Extra Credit: Java Generics

The LinkedList class we wrote above can contain only strings; however, it is often useful to implement data structures in a more generic way such that they can hold any type of data. Java provides Generics specifically for this purpose.

For extra credit, modify your LinkedList class to be based upon the interface GenericList.java instead of List.java. The methods in GenericList are exactly the same as in List, but they are based on a generic type T that is specified when the LinkedList is declared and initialized. This will enable your LinkedList to contain any type of object, not just strings. For example, you could then have implemented the Dictionary as a LinkedList of MRULists, instead of an array of MRULists. You will likely need to modify your other classes as well to enable them to use the generic form of the LinkedList.

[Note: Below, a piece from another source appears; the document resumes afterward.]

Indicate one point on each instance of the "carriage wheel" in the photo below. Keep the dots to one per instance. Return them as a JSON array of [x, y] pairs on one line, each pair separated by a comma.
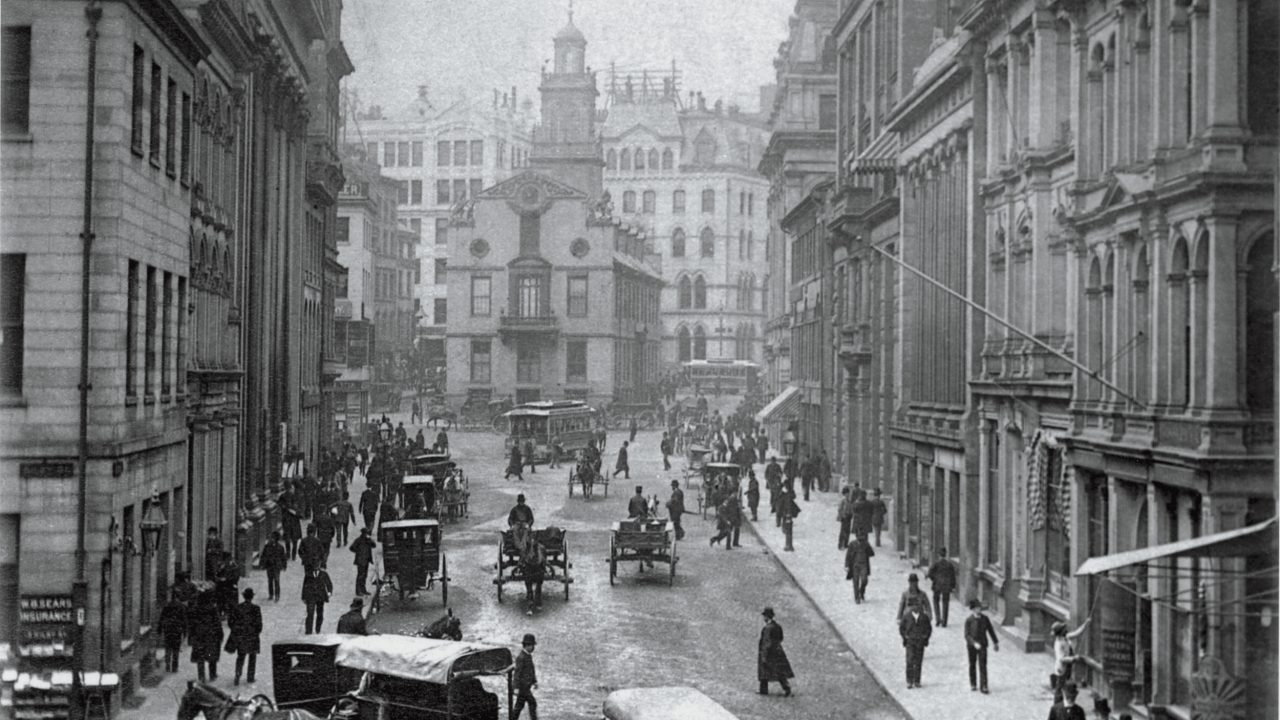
[[613, 560], [444, 579]]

If you do the extra credit, you will submit two versions of the assignment: the original (non-generic) version of all files as normal, and an extra.zip file containing new versions of all four .java files (LinkedList.java, MRUList.java, Dictionary.java, SpellChecker.java) modified to work with the generic LinkedList. Even if one or more of these files are unchanged from your non-generic version, you should still include it in extra.zip.